LDC: Cérébral ? Je ne pense pas ! Disons que je pense être plutôt un acteur qui aime faire passer des messages ou faire bouger les choses. A ma connaissance, il y a deux sortes d’acteurs à Hollywood. Ceux qui gesticulent de façon stérile et ceux qui essayent de s’intéresser aux différentes facettes du genre humain. C’est un terrain de jeu formidable et quasiment inépuisable. Il suffit de regarder autour de nous.

Votre toute première audition… vous vous en souvenez ?

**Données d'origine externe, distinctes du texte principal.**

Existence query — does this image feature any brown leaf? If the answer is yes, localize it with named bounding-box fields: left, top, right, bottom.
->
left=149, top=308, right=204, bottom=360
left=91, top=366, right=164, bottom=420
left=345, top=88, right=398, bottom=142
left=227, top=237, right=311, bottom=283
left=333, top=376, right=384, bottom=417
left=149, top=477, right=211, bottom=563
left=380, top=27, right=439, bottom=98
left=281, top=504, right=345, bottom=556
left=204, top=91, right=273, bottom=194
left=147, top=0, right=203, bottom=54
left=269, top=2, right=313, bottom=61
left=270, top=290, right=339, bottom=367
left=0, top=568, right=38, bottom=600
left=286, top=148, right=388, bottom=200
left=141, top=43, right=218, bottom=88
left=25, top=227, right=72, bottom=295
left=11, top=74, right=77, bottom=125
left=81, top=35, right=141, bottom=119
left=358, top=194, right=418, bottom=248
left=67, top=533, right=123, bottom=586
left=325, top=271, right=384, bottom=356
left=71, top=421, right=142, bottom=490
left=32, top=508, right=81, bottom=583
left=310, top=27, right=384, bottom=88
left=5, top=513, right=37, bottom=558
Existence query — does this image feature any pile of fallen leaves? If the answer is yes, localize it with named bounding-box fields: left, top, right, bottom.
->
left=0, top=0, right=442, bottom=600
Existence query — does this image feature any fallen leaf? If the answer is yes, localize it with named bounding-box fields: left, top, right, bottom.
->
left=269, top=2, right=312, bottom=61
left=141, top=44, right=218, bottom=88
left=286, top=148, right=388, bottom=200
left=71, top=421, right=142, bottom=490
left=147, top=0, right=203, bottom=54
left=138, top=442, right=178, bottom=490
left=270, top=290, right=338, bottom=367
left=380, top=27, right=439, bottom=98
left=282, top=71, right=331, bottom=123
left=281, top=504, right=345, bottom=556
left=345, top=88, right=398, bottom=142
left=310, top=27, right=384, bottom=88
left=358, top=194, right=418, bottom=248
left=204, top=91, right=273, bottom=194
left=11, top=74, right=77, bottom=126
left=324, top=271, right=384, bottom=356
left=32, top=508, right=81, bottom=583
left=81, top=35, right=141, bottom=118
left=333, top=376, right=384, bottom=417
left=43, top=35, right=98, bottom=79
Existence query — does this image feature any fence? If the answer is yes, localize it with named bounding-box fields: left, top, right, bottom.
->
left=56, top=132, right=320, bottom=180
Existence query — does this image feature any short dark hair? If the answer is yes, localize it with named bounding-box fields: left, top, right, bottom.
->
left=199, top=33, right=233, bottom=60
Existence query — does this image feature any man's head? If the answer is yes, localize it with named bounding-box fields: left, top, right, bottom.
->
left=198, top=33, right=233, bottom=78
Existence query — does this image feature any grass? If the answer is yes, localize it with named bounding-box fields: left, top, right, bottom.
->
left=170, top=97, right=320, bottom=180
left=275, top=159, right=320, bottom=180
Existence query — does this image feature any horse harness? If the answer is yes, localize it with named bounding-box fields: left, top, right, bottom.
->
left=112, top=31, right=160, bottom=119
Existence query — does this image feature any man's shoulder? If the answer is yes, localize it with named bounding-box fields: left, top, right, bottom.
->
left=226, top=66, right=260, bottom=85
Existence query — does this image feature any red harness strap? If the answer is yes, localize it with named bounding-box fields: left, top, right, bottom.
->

LDC: J’avais neuf ans. Tout d’abord, il m’a fallu dénicher un agent qui voulait bien s’occuper de moi. Le premier que j’ai trouvé m’a suggéré d’aller chez le coiffeur et de changer de nom. Il trouvait le mien trop “ethnique” et souhaitait le remplacer par un sobriquet plus... ”pain blanc” : Lenny Williams ! J’ai refusé, et j’ai quand même trouvé du boulot, notamment dans quelques pubs.

Si vous n’aviez pas été acteur, vous vous seriez orienté vers quelle profession ?

Leonardo DiCaprio : Toute mon enfance, j’ai rêvé de devenir océanologue, biologiste ou environnementaliste. Quand j’avais une dizaine d’années, à la question « Que veux-tu faire plus tard ? » posée par l’un de mes profs, j’avais répondu sans la moindre hésitation: « Me faire embaucher par le commandant Cousteau pour sauver les baleines, les dauphins ainsi que ces millions de méduses qui s’échouent lamentablement sur les plages ». Dans leur chambre, mes potes avaient collé des posters de David Hasselhoff en pleine action ou faisant du bouche-à-bouche à des pin-up à forte poitrine. Moi, c’était la Calypso prise sous tous les angles ! J’avoue que ce n’était pas très sexy mais rien que de regarder ce symbole des expéditions scientifiques me donnaient des envies de voguer aux quatre coins du monde ! L’appel du large... Il n’est jamais trop tard. C’est peut-être ce à quoi je me consacrerai à 100 % quand je serai à la retraite.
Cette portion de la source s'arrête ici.